Alexandre POSTEL

245 pages
Editions Gallimard (janvier 2013)

un homme effacéQuatrième de couverture
Damien North est professeur de philosophie dans une université cossue. Veuf, il mène une vie triste et solitaire. Mais un jour, il est embarqué par la police qui l'accuse d'avoir téléchargé sur son ordinateur des images provenant d'un réseau pédophile... L'affaire fait grand bruit, d'autant que Damien est le petit-fils d'Axel North, figure politique historique. L'inculpé a beau se savoir innocent, chacun se souvient d'un geste, d'une parole qui, interprétés à la lumière de la terrible accusation, deviennent autant de preuves à charge. Même une banale photo de sa nièce, unique enfant de son entourage, ouvre un gouffre d'horribles suppositions. Le terrible engrenage commence tout juste à se mettre en marche. Alexandre Postel décrit avec acuité la farce des conventions sociales, les masques affables sous lesquels se cachent le pouvoir, la jalousie ou le désir de nuire - et les dérives inquiétantes d'une société fascinée par les images.

Alexandre Postel né en 1982. Il enseigne la littérature française à Paris.

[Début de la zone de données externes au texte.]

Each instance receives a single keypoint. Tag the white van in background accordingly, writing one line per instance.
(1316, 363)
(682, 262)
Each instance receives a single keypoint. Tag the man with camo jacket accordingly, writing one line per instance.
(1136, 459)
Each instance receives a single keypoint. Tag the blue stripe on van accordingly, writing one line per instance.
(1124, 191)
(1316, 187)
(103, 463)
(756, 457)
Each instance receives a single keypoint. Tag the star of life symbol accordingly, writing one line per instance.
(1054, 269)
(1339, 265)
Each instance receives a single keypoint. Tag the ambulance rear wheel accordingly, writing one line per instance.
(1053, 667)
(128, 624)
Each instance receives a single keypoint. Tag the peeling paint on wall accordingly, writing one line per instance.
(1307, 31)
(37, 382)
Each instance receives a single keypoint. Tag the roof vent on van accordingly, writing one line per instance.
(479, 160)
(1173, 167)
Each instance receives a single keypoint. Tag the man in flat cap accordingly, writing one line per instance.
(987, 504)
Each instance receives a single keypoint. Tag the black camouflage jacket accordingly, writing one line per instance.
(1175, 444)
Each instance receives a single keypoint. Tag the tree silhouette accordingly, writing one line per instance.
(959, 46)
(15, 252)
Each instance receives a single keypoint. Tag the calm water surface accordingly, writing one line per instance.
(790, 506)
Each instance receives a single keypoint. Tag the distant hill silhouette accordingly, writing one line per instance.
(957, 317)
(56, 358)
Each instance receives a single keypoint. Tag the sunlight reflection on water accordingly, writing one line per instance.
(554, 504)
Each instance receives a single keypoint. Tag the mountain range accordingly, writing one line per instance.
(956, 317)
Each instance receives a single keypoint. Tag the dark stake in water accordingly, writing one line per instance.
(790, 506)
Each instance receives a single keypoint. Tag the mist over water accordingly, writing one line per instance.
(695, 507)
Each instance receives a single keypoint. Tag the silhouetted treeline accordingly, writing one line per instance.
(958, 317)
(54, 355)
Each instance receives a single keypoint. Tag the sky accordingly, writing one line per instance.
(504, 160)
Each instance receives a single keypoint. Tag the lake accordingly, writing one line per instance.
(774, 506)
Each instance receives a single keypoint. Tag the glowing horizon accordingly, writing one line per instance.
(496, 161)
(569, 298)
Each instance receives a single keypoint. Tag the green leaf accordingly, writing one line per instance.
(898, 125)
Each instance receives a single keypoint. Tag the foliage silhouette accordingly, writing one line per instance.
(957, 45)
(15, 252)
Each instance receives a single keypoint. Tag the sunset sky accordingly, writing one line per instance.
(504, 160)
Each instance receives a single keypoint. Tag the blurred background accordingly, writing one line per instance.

Un homme effacé est son premier roman.

Mon avis

Un mot appris : boustrophédon (page 186) : selon wikipedia : (Linguistique) Tracé d’un système d'écriture qui change alternativement de sens, ligne après ligne, de droite à gauche (lecture sinistroverse) puis de gauche à droite (lecture dextroverse). Exemple : L’écriture de l’île de Pâques est un boustrophédon renversé.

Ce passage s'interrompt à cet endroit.